Es una de las postales más significativas del noroeste de la provincia de Palencia, sirviendo de puerta natural a la Cordillera Cantábrica. Ubicada a más de mil cien metros de altitud, la villa de Guardo es atravesada por las aguas cristalinas del río Carrión en su curso hacia las vegas. Su entorno privilegiado dentro de la Montaña Palentina la convierte en un núcleo esencial para los aventureros que buscan explorar inolvidables paisajes. Considerado la cabecera de comarca, administrando además las pedanías de Muñeca, Intorcisa y San Pedro de Cansoles, este enclave alberga un equilibrio entre la funcionalidad de un casco moderno y el peso de la historia.

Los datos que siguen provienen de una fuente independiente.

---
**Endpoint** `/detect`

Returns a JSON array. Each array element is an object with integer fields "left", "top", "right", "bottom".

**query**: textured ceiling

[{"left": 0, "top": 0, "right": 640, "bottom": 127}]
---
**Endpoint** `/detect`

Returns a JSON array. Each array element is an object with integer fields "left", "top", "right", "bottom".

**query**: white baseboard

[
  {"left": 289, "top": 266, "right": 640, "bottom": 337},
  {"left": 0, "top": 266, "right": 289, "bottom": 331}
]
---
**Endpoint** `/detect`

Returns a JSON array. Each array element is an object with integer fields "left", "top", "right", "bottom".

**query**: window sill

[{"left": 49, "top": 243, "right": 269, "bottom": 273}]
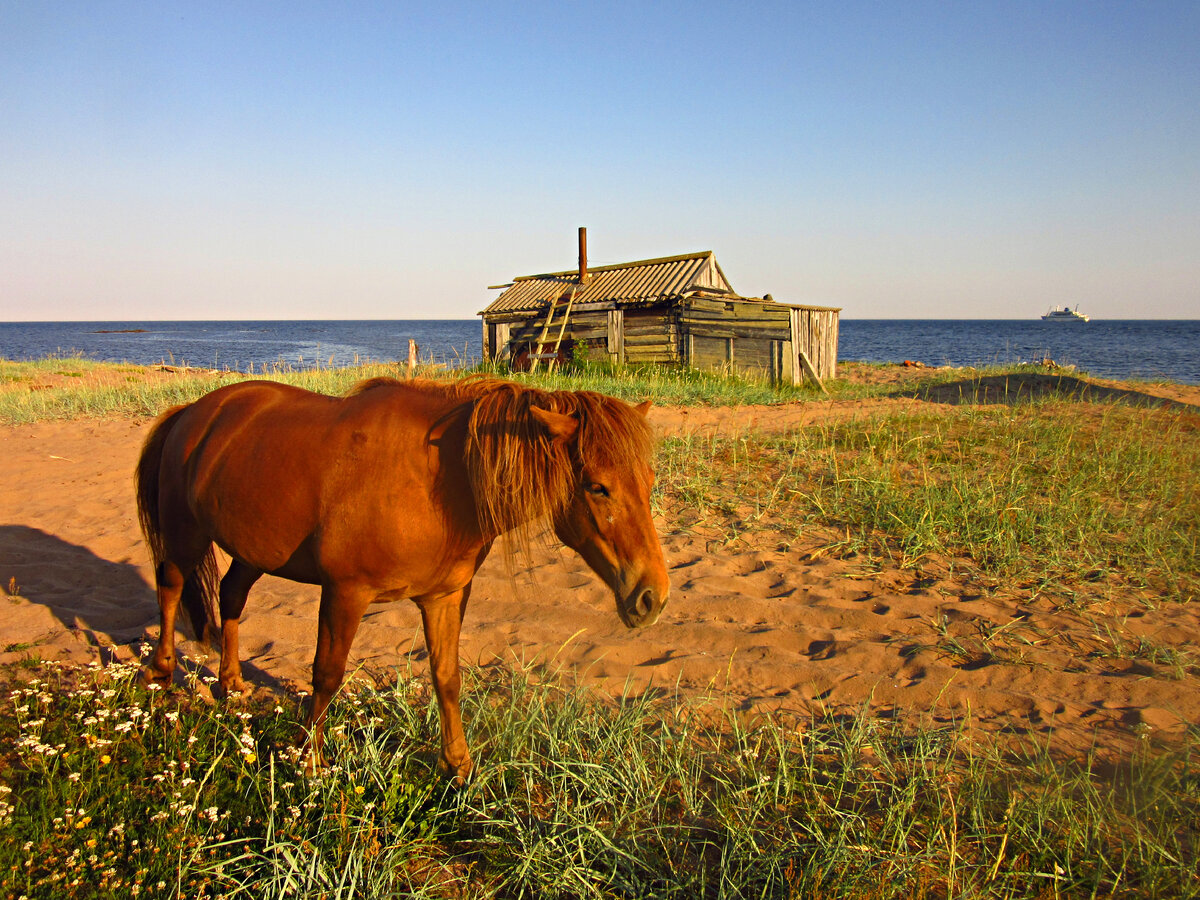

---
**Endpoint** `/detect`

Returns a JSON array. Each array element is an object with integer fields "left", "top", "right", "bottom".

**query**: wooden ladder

[{"left": 529, "top": 288, "right": 578, "bottom": 372}]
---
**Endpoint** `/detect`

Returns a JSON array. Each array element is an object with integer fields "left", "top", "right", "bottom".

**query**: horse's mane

[
  {"left": 458, "top": 378, "right": 653, "bottom": 544},
  {"left": 343, "top": 377, "right": 653, "bottom": 546}
]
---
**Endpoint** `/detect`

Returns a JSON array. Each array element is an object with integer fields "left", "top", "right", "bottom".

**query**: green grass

[
  {"left": 0, "top": 358, "right": 835, "bottom": 425},
  {"left": 0, "top": 356, "right": 1094, "bottom": 425},
  {"left": 0, "top": 664, "right": 1200, "bottom": 898},
  {"left": 656, "top": 402, "right": 1200, "bottom": 601}
]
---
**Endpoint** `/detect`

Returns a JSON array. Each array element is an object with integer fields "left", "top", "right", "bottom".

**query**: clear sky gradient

[{"left": 0, "top": 0, "right": 1200, "bottom": 320}]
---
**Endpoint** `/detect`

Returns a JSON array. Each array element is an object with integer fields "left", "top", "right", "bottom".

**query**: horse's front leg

[
  {"left": 142, "top": 562, "right": 184, "bottom": 688},
  {"left": 306, "top": 584, "right": 374, "bottom": 774},
  {"left": 416, "top": 583, "right": 470, "bottom": 784},
  {"left": 220, "top": 559, "right": 263, "bottom": 695}
]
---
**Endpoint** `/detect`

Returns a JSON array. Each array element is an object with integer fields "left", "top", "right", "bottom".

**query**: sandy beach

[{"left": 0, "top": 367, "right": 1200, "bottom": 752}]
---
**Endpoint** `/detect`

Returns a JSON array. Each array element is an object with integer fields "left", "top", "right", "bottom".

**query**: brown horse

[{"left": 137, "top": 378, "right": 670, "bottom": 778}]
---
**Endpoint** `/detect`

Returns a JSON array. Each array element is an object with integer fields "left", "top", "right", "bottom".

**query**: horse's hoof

[
  {"left": 142, "top": 666, "right": 175, "bottom": 688},
  {"left": 438, "top": 756, "right": 474, "bottom": 787},
  {"left": 212, "top": 678, "right": 248, "bottom": 703}
]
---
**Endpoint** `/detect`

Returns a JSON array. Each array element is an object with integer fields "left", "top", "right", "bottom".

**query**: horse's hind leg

[
  {"left": 306, "top": 584, "right": 374, "bottom": 774},
  {"left": 218, "top": 559, "right": 263, "bottom": 694}
]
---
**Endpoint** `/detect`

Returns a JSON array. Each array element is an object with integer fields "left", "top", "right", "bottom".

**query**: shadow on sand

[
  {"left": 888, "top": 372, "right": 1200, "bottom": 413},
  {"left": 0, "top": 524, "right": 282, "bottom": 689}
]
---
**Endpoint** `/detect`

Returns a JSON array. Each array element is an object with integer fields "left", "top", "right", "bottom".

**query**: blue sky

[{"left": 0, "top": 0, "right": 1200, "bottom": 320}]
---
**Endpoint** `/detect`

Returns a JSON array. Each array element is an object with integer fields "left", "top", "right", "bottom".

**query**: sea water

[{"left": 0, "top": 318, "right": 1200, "bottom": 384}]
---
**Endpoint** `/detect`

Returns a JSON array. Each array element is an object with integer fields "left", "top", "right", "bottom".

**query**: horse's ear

[{"left": 529, "top": 407, "right": 580, "bottom": 444}]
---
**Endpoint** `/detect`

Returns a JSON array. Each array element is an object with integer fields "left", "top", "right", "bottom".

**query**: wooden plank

[{"left": 797, "top": 350, "right": 829, "bottom": 394}]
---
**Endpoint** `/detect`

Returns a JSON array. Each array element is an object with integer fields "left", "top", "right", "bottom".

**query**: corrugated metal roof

[{"left": 482, "top": 250, "right": 733, "bottom": 316}]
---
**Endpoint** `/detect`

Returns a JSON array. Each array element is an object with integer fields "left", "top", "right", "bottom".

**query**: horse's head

[{"left": 530, "top": 398, "right": 671, "bottom": 628}]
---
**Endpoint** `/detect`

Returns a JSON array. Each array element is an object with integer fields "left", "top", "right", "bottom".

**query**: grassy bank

[
  {"left": 0, "top": 356, "right": 1099, "bottom": 425},
  {"left": 658, "top": 401, "right": 1200, "bottom": 601},
  {"left": 0, "top": 661, "right": 1200, "bottom": 898}
]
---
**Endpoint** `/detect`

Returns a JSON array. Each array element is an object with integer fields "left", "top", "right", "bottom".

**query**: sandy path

[{"left": 0, "top": 374, "right": 1200, "bottom": 763}]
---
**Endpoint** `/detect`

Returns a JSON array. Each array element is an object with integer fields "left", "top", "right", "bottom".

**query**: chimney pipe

[{"left": 580, "top": 227, "right": 588, "bottom": 284}]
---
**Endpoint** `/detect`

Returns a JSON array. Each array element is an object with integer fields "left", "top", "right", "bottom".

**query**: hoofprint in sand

[{"left": 0, "top": 367, "right": 1200, "bottom": 752}]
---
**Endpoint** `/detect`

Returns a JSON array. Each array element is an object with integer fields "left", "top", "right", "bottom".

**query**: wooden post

[
  {"left": 797, "top": 349, "right": 829, "bottom": 394},
  {"left": 608, "top": 310, "right": 625, "bottom": 365}
]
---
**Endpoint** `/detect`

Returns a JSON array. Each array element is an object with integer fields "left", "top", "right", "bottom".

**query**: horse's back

[{"left": 164, "top": 382, "right": 464, "bottom": 581}]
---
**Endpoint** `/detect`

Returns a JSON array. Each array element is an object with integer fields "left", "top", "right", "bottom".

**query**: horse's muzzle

[{"left": 617, "top": 583, "right": 671, "bottom": 628}]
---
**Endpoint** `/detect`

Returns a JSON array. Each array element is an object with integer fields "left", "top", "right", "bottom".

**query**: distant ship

[{"left": 1042, "top": 306, "right": 1090, "bottom": 322}]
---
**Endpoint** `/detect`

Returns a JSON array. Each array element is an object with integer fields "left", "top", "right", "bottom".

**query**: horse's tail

[{"left": 134, "top": 406, "right": 221, "bottom": 647}]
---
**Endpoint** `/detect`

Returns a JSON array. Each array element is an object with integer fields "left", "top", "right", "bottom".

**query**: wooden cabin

[{"left": 480, "top": 229, "right": 840, "bottom": 384}]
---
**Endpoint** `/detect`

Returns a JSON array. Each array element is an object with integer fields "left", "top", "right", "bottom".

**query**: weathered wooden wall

[{"left": 484, "top": 298, "right": 838, "bottom": 383}]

Como punto clave del Camino Olvidado a Santiago, acoge a peregrinos que buscan refugio siguiendo las antiguas calzadas romanas. Esta mezcla de hospitalidad y naturaleza define el espíritu de una localidad que late con fuerza propia en el norte. Su horizonte está custodiado por gigantes de piedra como el Espigüete y el Curavacas, que vigilan el devenir diario de sus gentes. El pasado medieval de la villa se manifiesta en sus registros históricos, apareciendo mencionada por primera vez como Boardo en el año 940. Su posición estratégica fue determinante durante siglos, al albergar un castillo y una gran muralla que servían para dividir los reinos. Aquella fortaleza marcaba el límite fronterizo entre León y Castilla, manteniendo su imponente estructura en pie hasta finales del siglo XIX.